The number of mortgages in forbearance amid the coronavirus pandemic keeps climbing.
The latest data released Monday by the Mortgage Bankers Association shows 6.99 percent of mortgage borrowers – or 3.5 million – were in forbearance as of April 19. That’s up from 5.95 percent a week earlier. On March 2, roughly 0.25 percent of loans were in forbearance.
MBA’s numbers are even higher than those released Friday by Black Knight, which estimated that 6.4 percent of all mortgages were in forbearance as of April 23.

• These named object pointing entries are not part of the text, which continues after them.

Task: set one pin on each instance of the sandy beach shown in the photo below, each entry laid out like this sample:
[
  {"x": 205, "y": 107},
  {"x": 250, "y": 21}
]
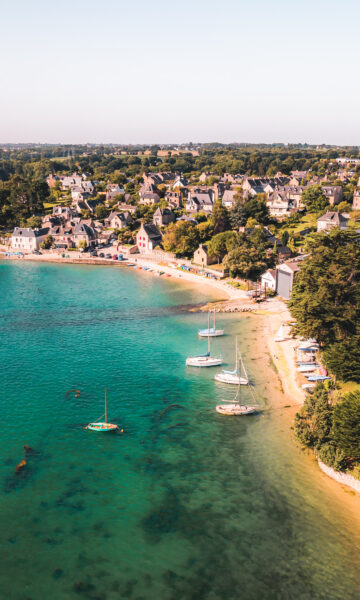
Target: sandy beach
[{"x": 234, "y": 300}]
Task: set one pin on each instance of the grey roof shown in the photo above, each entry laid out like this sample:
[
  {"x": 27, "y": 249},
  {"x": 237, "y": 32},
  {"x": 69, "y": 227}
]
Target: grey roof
[
  {"x": 29, "y": 232},
  {"x": 334, "y": 217},
  {"x": 152, "y": 231}
]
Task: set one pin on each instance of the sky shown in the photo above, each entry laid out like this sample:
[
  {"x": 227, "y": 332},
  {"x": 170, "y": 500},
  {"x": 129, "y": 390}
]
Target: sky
[{"x": 170, "y": 71}]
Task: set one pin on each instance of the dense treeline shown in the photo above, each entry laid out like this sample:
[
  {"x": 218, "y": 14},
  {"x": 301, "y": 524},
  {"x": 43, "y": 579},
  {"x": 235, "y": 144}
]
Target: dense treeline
[
  {"x": 332, "y": 430},
  {"x": 261, "y": 160},
  {"x": 325, "y": 300}
]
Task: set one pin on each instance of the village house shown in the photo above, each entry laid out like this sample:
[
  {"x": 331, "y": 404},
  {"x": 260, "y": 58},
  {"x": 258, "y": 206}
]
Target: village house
[
  {"x": 148, "y": 238},
  {"x": 285, "y": 275},
  {"x": 203, "y": 199},
  {"x": 112, "y": 190},
  {"x": 78, "y": 194},
  {"x": 163, "y": 216},
  {"x": 84, "y": 232},
  {"x": 173, "y": 199},
  {"x": 149, "y": 194},
  {"x": 333, "y": 193},
  {"x": 228, "y": 199},
  {"x": 126, "y": 208},
  {"x": 268, "y": 280},
  {"x": 202, "y": 256},
  {"x": 204, "y": 176},
  {"x": 332, "y": 219},
  {"x": 62, "y": 234},
  {"x": 298, "y": 177},
  {"x": 180, "y": 182},
  {"x": 118, "y": 220},
  {"x": 26, "y": 238},
  {"x": 193, "y": 205},
  {"x": 356, "y": 200},
  {"x": 279, "y": 205}
]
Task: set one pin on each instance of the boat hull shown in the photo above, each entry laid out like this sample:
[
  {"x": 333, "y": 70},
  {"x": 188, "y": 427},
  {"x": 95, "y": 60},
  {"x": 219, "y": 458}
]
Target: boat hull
[
  {"x": 231, "y": 379},
  {"x": 102, "y": 427},
  {"x": 203, "y": 361},
  {"x": 211, "y": 333},
  {"x": 235, "y": 410}
]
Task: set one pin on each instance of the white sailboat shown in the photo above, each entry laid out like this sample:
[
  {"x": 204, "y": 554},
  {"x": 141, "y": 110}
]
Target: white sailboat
[
  {"x": 211, "y": 331},
  {"x": 233, "y": 377},
  {"x": 235, "y": 407},
  {"x": 280, "y": 336},
  {"x": 204, "y": 360}
]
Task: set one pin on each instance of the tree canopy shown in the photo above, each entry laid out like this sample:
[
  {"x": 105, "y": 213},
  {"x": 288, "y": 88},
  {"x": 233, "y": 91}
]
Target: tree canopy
[
  {"x": 325, "y": 299},
  {"x": 314, "y": 198}
]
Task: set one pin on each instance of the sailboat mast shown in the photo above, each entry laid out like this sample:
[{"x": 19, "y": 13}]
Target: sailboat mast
[
  {"x": 105, "y": 408},
  {"x": 209, "y": 332}
]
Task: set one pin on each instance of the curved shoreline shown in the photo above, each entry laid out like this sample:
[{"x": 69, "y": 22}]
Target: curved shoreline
[{"x": 342, "y": 478}]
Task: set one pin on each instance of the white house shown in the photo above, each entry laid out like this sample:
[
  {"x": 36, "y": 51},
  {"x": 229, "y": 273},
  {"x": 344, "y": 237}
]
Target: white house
[
  {"x": 25, "y": 238},
  {"x": 147, "y": 238},
  {"x": 332, "y": 219},
  {"x": 268, "y": 280}
]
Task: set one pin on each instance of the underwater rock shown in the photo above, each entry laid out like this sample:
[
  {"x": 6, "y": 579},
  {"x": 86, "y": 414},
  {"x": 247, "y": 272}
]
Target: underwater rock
[
  {"x": 58, "y": 573},
  {"x": 20, "y": 466}
]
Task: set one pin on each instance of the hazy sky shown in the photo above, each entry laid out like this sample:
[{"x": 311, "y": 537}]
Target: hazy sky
[{"x": 176, "y": 71}]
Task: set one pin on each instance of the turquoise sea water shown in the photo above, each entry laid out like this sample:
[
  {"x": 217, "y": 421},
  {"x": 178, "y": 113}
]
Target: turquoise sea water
[{"x": 185, "y": 504}]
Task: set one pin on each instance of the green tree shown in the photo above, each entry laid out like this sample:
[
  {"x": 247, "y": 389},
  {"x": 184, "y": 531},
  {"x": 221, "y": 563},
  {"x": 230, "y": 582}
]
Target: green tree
[
  {"x": 182, "y": 238},
  {"x": 205, "y": 231},
  {"x": 346, "y": 426},
  {"x": 313, "y": 422},
  {"x": 284, "y": 237},
  {"x": 343, "y": 359},
  {"x": 34, "y": 222},
  {"x": 246, "y": 261},
  {"x": 101, "y": 211},
  {"x": 220, "y": 218},
  {"x": 47, "y": 243},
  {"x": 314, "y": 198},
  {"x": 221, "y": 244},
  {"x": 325, "y": 299}
]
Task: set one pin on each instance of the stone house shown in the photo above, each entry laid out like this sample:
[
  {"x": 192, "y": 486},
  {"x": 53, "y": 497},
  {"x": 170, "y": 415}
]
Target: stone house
[
  {"x": 173, "y": 199},
  {"x": 285, "y": 275},
  {"x": 356, "y": 200},
  {"x": 84, "y": 232},
  {"x": 268, "y": 280},
  {"x": 149, "y": 194},
  {"x": 202, "y": 256},
  {"x": 148, "y": 238},
  {"x": 26, "y": 238},
  {"x": 163, "y": 216},
  {"x": 112, "y": 190},
  {"x": 332, "y": 219},
  {"x": 228, "y": 198},
  {"x": 333, "y": 193},
  {"x": 118, "y": 220},
  {"x": 279, "y": 205}
]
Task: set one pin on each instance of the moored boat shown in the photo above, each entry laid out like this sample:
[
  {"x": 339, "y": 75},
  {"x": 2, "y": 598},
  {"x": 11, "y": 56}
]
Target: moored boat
[
  {"x": 235, "y": 407},
  {"x": 204, "y": 360},
  {"x": 211, "y": 331},
  {"x": 102, "y": 426},
  {"x": 232, "y": 377}
]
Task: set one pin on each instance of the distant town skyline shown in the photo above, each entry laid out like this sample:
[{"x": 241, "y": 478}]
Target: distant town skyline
[{"x": 160, "y": 72}]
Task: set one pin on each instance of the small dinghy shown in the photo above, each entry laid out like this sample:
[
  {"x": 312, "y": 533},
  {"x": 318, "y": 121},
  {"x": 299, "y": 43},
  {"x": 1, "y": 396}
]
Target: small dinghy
[
  {"x": 211, "y": 331},
  {"x": 235, "y": 407},
  {"x": 204, "y": 360},
  {"x": 233, "y": 377},
  {"x": 102, "y": 426},
  {"x": 280, "y": 336}
]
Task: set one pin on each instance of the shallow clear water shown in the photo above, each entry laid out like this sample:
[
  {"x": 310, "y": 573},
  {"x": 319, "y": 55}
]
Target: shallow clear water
[{"x": 185, "y": 504}]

“Forbearance requests fell relative to the prior week but remain roughly 100 times greater than the early March baseline,” said Mike Fratantoni, MBA’s Senior Vice President and Chief Economist.” While the pace of job losses have slowed from the astronomical heights of just a few weeks ago, millions of people continue to file for unemployment. We expect forbearance requests will pick up again as we approach May payment due dates.”
The MBA survey found:
- 9.73 percent of Ginnie Mae loans were in forbearance.
- 7.87 percent of loans for depository servicers were in forbearance.
- 6.52 percent of independent mortgage bank loans were in forbearance.
- 5.46 percent of Fannie Mae and Freddie Mac loans were in forbearance.
The $2 trillion CARES Act includes a moratorium on foreclosures and the right to forbearance on federally backed mortgages. Forbearance allows borrowers to put off payments for at least six months if they suffer economic hardship during the pandemic.
FHFA issued a statement Monday clarifying that borrowers who go into forbearance will not have to repay missed payments all at once if their mortgages are backed by Fannie Mae or Freddie Mac.
“During this national health emergency, no one should be worried about losing their home,” FHFA Director Mark Calabria said. “No lump sum is required at the end of a borrower’s forbearance plan for Enterprise-backed mortgages.”